VM Management
Operational procedures for the Compute Engine VM -- upgrades, resource checks, cleanup, monitoring alerts, and the startup script.
Monitoring Alerts
Four alert policies are defined in infra/modules/compute-vm/monitoring.tf and send email notifications to kyle@trovella.ai:
| Alert | Threshold | Duration | Auto-close |
|---|---|---|---|
| CPU utilization | > 85% | 5 minutes | 30 minutes |
| Memory utilization | > 90% | 5 minutes | 30 minutes |
| Disk utilization | > 80% | Immediate | 30 minutes |
| HTTPS uptime | trovella.ai/api/health fails | 5 minutes | 30 minutes |
CPU metrics come from the built-in Compute Engine metrics. Memory and disk metrics come from the Google Cloud Ops Agent, which is installed by the VM startup script. The uptime check runs every 5 minutes from multiple Google-managed locations, validating both SSL certificate validity and a 200 response from /api/health.

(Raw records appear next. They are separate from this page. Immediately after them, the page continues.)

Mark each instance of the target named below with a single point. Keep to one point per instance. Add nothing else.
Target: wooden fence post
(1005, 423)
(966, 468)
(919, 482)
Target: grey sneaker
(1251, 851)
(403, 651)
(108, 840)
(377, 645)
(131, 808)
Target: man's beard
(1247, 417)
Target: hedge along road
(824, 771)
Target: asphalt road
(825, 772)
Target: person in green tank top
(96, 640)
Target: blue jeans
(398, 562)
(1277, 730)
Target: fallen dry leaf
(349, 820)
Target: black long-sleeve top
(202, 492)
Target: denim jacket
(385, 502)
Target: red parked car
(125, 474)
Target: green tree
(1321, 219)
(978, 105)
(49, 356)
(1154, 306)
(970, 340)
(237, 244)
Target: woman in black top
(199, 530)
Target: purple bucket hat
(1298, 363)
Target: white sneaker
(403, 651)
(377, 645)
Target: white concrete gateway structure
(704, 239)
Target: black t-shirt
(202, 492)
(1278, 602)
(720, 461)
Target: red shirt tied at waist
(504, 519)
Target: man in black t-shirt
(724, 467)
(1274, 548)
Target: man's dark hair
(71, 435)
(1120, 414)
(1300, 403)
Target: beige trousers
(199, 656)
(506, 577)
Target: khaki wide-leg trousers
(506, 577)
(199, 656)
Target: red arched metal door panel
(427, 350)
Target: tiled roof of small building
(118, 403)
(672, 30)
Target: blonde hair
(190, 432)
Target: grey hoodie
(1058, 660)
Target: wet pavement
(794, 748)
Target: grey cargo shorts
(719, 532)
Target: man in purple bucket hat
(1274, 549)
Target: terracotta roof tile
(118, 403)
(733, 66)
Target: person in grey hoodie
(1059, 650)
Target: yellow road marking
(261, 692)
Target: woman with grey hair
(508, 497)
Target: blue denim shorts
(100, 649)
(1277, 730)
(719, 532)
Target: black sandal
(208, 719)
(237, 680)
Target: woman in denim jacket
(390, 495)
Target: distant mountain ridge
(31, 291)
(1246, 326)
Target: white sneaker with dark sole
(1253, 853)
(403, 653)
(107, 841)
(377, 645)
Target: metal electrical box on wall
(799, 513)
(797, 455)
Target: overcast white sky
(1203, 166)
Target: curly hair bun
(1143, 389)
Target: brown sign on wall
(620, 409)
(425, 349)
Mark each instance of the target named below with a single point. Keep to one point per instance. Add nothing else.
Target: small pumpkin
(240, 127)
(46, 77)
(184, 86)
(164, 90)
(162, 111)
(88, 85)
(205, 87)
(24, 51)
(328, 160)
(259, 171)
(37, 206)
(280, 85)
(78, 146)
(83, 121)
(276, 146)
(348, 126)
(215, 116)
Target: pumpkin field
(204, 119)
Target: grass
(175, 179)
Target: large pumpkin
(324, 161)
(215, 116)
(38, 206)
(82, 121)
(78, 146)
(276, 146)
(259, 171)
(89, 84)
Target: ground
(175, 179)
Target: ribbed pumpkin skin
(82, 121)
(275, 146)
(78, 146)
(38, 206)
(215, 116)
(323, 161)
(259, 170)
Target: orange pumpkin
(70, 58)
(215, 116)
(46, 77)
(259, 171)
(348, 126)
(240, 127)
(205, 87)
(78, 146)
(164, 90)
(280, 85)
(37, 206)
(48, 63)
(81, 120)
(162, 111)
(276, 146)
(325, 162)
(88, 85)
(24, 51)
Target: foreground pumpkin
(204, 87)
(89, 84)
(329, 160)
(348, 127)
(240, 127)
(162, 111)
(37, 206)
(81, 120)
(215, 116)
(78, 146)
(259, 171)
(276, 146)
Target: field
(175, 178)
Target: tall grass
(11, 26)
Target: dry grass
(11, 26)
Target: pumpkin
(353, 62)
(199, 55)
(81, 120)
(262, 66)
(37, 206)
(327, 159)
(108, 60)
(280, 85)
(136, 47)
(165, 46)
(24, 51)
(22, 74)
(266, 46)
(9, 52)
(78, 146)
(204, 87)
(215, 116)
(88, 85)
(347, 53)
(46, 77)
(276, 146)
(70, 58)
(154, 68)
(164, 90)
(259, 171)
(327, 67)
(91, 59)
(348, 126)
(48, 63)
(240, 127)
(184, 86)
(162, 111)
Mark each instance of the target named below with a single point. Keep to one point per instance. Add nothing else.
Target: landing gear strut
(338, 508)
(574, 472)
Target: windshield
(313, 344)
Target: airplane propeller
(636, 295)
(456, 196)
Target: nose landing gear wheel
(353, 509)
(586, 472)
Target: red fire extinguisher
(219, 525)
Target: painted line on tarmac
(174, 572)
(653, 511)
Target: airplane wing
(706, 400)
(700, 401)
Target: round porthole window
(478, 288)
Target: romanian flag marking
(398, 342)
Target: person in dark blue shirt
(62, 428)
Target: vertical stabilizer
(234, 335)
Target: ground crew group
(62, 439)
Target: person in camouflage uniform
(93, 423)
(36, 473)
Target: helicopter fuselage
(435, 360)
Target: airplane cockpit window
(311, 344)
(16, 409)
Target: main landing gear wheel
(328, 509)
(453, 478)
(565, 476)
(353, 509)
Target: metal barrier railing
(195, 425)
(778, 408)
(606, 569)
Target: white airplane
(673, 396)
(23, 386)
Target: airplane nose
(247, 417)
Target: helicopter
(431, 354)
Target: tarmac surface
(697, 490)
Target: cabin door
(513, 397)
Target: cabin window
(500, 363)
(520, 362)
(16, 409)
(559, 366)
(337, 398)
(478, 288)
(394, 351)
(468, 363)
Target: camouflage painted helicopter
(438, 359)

View alerts in the Cloud Monitoring console.
VM Startup Script
The first-boot script (infra/modules/compute-vm/startup.sh) runs once when the VM is created. It is idempotent -- a marker file at /opt/trovella/.initialized prevents re-execution on subsequent reboots.
The script performs:
- Install
docker.io,docker-compose-v2, andjq - Enable and start the Docker daemon
- Create
/opt/trovella/data/directory - Configure Docker to authenticate with Artifact Registry (
us-central1-docker.pkg.dev) - Install the Google Cloud Ops Agent for memory and disk metrics
After the startup script completes, the VM is ready to receive deploys. The first deploy (via CI) copies Docker Compose files, syncs secrets, and starts the containers.
Upgrade Machine Type
Upgrading from e2-custom-2-6144 (6 GB) to e2-standard-2 (8 GB) takes approximately 2 minutes of downtime.
# Step 1: Stop the VM
gcloud compute instances stop trovella-prod-vm \
--zone=us-central1-a --project=trovella-prod
# Step 2: Change the machine type
gcloud compute instances set-machine-type trovella-prod-vm \
--zone=us-central1-a --project=trovella-prod \
--machine-type=e2-standard-2
# Step 3: Start the VM
gcloud compute instances start trovella-prod-vm \
--zone=us-central1-a --project=trovella-prod
# Step 4: Verify containers restarted
gcloud compute ssh trovella-prod-vm \
--zone=us-central1-a --project=trovella-prod \
--tunnel-through-iap \
--command="docker compose -f /opt/trovella/docker-compose.prod.yml ps"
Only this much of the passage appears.